Wider philosophical questions present themselves. Such as how much of your personality should you seek to inject if you are a pink-haired, self-confessed maximalist who loves gold and art deco and are tasked with - I repeat - decorating a show house in a suburban Oxford new-build for young couples and commuters? How much, really, should each of us seek to be known through our work? Should we even seek a legacy? Especially if it's going to be a man-grass wallpaper box?
Proceedings, and any growing fondness for them, are briefly interrupted by the advent of Laurence Llewelyn-Bowen - the high priest of Changing Rooms and channeller of all late-90s cultural-aesthetic vibes himself. But after the initial shock, it's not so bad. The effortful show-pony shtick is less, and together with the fantastically fearsome and competent series judge Michelle Ogundehin (former editor-in-chief of Elle Decoration magazine), some actual insight into design inveigles its way into the programme for moments at a time.
In the end, of course, the fascination of seeing acts of creation take place will always win out.
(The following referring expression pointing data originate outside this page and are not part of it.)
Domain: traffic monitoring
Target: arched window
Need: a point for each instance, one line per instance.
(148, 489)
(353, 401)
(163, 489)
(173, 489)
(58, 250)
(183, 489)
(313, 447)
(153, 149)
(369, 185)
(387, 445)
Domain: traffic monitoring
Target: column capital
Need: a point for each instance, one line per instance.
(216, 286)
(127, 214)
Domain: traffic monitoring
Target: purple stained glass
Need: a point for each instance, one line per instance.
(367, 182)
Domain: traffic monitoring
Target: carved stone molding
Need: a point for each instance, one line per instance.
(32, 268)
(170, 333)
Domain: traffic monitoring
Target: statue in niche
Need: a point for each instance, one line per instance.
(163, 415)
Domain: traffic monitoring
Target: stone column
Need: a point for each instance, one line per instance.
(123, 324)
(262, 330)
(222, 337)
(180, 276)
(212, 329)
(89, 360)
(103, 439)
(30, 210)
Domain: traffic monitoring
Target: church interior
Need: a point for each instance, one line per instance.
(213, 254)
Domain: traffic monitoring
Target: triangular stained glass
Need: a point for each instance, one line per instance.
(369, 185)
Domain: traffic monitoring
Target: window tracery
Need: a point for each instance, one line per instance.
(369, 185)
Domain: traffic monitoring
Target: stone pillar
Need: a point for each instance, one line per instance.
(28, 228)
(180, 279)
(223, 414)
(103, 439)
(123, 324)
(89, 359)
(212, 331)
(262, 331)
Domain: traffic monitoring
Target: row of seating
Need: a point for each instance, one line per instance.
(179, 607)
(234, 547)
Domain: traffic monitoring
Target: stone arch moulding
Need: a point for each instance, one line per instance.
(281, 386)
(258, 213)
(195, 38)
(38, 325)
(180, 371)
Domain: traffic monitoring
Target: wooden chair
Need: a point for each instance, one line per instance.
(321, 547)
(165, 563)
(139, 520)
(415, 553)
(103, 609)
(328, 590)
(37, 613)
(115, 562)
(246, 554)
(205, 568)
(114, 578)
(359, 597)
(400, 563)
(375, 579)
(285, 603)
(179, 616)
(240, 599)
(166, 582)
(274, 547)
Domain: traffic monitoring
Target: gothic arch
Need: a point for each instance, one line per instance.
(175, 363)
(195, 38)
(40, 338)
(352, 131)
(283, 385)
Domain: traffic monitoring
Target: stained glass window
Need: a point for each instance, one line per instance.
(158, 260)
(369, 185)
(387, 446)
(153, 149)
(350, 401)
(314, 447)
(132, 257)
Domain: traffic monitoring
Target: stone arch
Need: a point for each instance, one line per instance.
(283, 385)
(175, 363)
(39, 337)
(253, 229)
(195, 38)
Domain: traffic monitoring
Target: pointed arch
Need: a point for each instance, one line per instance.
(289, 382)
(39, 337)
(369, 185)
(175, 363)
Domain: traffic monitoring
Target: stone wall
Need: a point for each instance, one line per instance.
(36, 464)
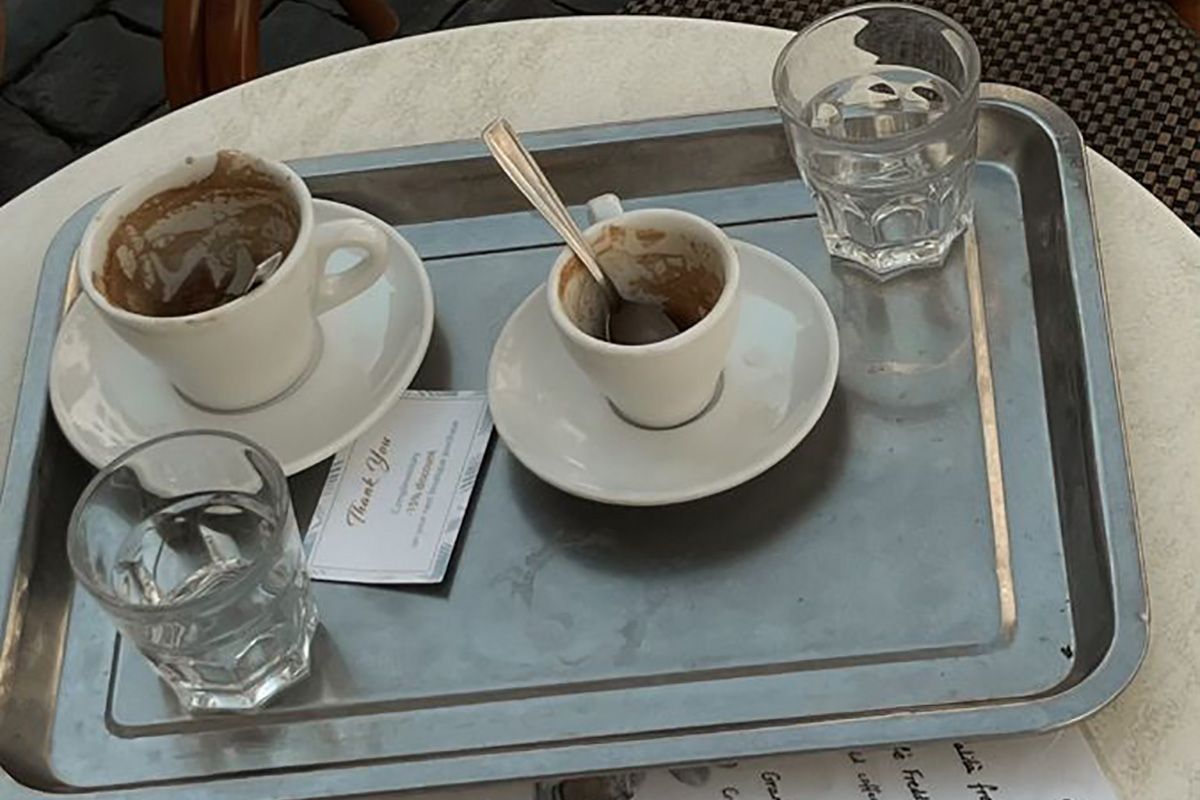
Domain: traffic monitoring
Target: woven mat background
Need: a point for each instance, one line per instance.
(1128, 71)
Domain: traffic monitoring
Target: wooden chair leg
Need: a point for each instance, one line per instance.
(183, 50)
(231, 42)
(375, 17)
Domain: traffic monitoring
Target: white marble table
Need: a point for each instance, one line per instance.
(575, 71)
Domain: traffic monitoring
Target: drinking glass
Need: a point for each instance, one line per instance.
(190, 543)
(880, 103)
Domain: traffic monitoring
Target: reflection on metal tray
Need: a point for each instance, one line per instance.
(951, 553)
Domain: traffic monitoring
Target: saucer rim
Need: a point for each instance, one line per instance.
(317, 455)
(717, 486)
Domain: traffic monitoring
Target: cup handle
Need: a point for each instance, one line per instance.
(606, 206)
(347, 284)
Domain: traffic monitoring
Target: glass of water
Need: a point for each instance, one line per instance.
(190, 543)
(880, 103)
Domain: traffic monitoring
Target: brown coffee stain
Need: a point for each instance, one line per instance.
(687, 292)
(178, 251)
(687, 284)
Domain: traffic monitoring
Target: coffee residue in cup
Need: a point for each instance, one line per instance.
(178, 252)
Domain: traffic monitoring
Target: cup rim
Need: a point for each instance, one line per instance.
(115, 206)
(101, 591)
(973, 68)
(732, 278)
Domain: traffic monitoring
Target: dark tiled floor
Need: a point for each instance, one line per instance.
(82, 72)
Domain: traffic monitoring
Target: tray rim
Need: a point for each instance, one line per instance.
(1115, 492)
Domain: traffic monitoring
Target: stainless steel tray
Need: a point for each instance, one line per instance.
(952, 553)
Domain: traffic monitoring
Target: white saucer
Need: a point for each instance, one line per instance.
(778, 380)
(108, 398)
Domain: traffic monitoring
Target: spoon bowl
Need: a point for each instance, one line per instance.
(629, 322)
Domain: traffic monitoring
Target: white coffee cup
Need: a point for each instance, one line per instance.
(253, 348)
(664, 256)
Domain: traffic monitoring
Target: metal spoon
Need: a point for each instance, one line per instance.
(630, 322)
(247, 280)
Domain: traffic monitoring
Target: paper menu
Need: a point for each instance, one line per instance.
(395, 500)
(1051, 767)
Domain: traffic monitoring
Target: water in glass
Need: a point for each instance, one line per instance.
(880, 103)
(208, 583)
(889, 191)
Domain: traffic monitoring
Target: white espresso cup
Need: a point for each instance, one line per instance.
(672, 258)
(253, 348)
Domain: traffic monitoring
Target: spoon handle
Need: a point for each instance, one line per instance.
(523, 170)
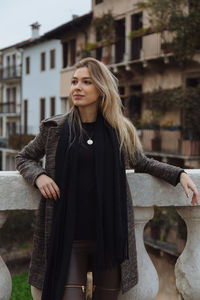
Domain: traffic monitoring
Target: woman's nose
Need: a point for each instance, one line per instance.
(78, 86)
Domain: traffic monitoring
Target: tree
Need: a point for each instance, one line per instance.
(182, 19)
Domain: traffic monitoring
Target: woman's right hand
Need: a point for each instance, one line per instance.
(47, 187)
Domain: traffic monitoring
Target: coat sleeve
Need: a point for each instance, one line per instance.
(27, 160)
(164, 171)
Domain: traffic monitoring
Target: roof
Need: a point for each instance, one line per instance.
(17, 45)
(57, 32)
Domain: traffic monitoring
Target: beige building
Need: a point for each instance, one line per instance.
(141, 65)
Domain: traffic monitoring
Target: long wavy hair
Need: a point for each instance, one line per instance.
(110, 106)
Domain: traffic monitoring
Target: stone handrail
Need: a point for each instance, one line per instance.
(146, 191)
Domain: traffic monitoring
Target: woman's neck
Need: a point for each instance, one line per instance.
(87, 116)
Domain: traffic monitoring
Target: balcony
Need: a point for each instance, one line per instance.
(8, 107)
(158, 141)
(147, 191)
(9, 73)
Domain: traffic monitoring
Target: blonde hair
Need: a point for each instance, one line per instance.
(110, 106)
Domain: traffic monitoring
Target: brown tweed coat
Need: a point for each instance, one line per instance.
(27, 163)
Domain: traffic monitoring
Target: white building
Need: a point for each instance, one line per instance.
(30, 89)
(10, 105)
(41, 64)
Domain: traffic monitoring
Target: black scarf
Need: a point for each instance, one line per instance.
(111, 205)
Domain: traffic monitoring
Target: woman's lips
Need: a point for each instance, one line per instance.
(78, 96)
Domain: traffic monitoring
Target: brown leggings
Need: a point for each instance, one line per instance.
(106, 284)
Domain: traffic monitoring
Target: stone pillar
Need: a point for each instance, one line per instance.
(148, 284)
(5, 278)
(187, 268)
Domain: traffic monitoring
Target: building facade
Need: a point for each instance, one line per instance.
(10, 105)
(30, 85)
(142, 65)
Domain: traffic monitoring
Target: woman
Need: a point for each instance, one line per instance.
(85, 218)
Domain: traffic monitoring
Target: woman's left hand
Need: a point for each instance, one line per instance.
(187, 184)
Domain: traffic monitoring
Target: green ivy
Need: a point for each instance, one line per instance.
(20, 287)
(184, 24)
(187, 100)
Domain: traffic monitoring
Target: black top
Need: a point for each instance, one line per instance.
(85, 212)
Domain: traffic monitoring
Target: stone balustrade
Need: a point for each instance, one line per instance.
(147, 191)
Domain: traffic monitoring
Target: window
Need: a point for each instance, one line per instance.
(14, 94)
(8, 66)
(25, 116)
(65, 55)
(14, 60)
(8, 95)
(52, 106)
(99, 49)
(98, 1)
(120, 44)
(52, 59)
(135, 103)
(122, 94)
(136, 43)
(42, 109)
(193, 82)
(27, 65)
(72, 52)
(42, 61)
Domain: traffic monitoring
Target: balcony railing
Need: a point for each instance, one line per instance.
(158, 141)
(147, 191)
(10, 72)
(8, 107)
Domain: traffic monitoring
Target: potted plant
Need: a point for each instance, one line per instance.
(150, 125)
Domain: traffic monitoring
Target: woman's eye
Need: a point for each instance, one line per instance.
(74, 81)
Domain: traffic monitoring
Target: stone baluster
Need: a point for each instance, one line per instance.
(148, 285)
(187, 269)
(5, 278)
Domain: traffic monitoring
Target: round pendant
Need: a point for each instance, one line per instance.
(89, 142)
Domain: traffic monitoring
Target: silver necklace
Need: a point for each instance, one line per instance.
(89, 139)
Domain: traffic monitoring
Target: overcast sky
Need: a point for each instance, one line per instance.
(17, 15)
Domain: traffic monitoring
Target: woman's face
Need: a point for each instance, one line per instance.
(83, 91)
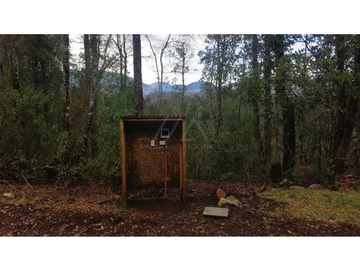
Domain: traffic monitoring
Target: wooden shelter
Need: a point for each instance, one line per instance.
(153, 153)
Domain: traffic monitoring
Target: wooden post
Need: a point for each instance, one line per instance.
(123, 160)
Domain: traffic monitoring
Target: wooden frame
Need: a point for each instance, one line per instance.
(182, 149)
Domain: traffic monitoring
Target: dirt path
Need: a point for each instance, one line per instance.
(97, 211)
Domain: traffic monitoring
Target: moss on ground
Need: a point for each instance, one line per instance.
(319, 205)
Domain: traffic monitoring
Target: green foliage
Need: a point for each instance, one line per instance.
(27, 126)
(319, 205)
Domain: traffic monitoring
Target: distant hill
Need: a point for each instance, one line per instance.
(194, 88)
(110, 80)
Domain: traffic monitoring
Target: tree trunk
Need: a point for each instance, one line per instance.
(162, 66)
(347, 107)
(125, 62)
(15, 64)
(1, 63)
(267, 100)
(288, 108)
(183, 80)
(255, 100)
(219, 90)
(66, 67)
(91, 47)
(138, 93)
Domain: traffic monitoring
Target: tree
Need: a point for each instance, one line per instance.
(267, 98)
(120, 43)
(347, 97)
(220, 57)
(286, 104)
(66, 68)
(14, 41)
(159, 71)
(182, 54)
(1, 62)
(138, 93)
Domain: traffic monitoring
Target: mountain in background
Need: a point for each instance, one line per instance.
(110, 81)
(194, 88)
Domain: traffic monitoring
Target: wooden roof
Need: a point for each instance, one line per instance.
(153, 117)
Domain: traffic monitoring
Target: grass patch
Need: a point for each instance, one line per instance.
(320, 205)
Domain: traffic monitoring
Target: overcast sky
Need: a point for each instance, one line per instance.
(148, 63)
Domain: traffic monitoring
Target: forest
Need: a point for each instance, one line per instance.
(273, 110)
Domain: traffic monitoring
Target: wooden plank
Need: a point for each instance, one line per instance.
(153, 120)
(216, 211)
(123, 160)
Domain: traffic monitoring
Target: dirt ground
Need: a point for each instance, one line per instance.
(97, 210)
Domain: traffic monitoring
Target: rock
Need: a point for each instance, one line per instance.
(235, 201)
(9, 195)
(232, 201)
(296, 187)
(315, 186)
(275, 171)
(224, 201)
(220, 193)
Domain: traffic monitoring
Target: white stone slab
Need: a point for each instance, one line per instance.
(216, 211)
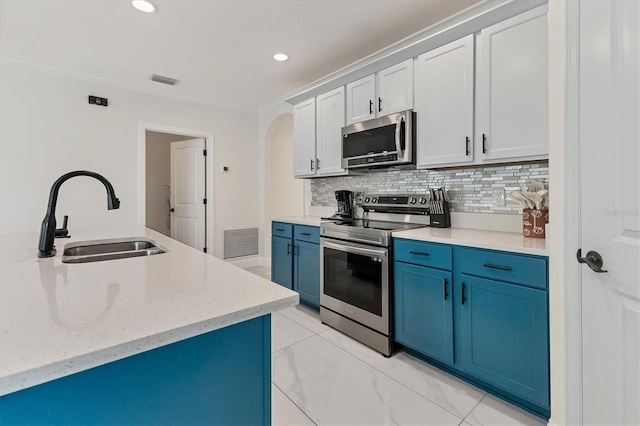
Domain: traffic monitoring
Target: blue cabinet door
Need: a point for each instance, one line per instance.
(424, 310)
(502, 336)
(281, 261)
(307, 272)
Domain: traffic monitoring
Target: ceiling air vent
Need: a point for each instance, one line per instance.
(164, 80)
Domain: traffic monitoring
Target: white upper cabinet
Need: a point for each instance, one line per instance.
(360, 99)
(317, 136)
(444, 104)
(388, 91)
(512, 79)
(395, 88)
(304, 138)
(329, 123)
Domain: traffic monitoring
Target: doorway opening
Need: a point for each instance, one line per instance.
(176, 184)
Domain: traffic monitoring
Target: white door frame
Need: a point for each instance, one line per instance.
(572, 219)
(209, 172)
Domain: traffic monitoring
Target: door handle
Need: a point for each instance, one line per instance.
(593, 259)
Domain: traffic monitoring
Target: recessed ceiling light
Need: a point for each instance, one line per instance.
(280, 57)
(144, 6)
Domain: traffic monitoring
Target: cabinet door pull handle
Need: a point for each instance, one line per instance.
(504, 268)
(445, 289)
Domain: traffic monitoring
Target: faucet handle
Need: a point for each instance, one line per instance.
(63, 232)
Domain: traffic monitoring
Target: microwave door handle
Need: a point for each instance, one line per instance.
(355, 250)
(398, 131)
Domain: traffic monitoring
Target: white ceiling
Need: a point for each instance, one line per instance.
(220, 50)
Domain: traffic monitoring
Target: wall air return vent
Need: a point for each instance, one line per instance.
(240, 242)
(164, 80)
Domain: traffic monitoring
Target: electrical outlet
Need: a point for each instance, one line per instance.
(499, 198)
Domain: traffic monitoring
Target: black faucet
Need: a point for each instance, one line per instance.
(48, 230)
Especially if they are - as an astonishingly and cheeringly high proportion of these first-round challenges turn out to be - absolutely gopping. Three cheers for lovely John, then, whose painted evocation of a four-poster bed was as stylish and inviting as it was clever. He is safely through to the next stage.
The irrepressible message of all such shows is simple - you've either got it, or you haven't. You can be taught a few tricks of the trade, sure. Don't put chairs in sinks, don't buy unpaintable wood if you've got to paint it, do provide some kind of window covering in a room dedicated to people sleeping (the last two are taken from life - I thought Michelle was going to defenestrate the perpetrator of the latter crime). But you can't be taught style and you certainly can't be taught flair. It's wonderful how immutable that truth is, even if everything that surrounds the conveyance of it is, basically, a mess.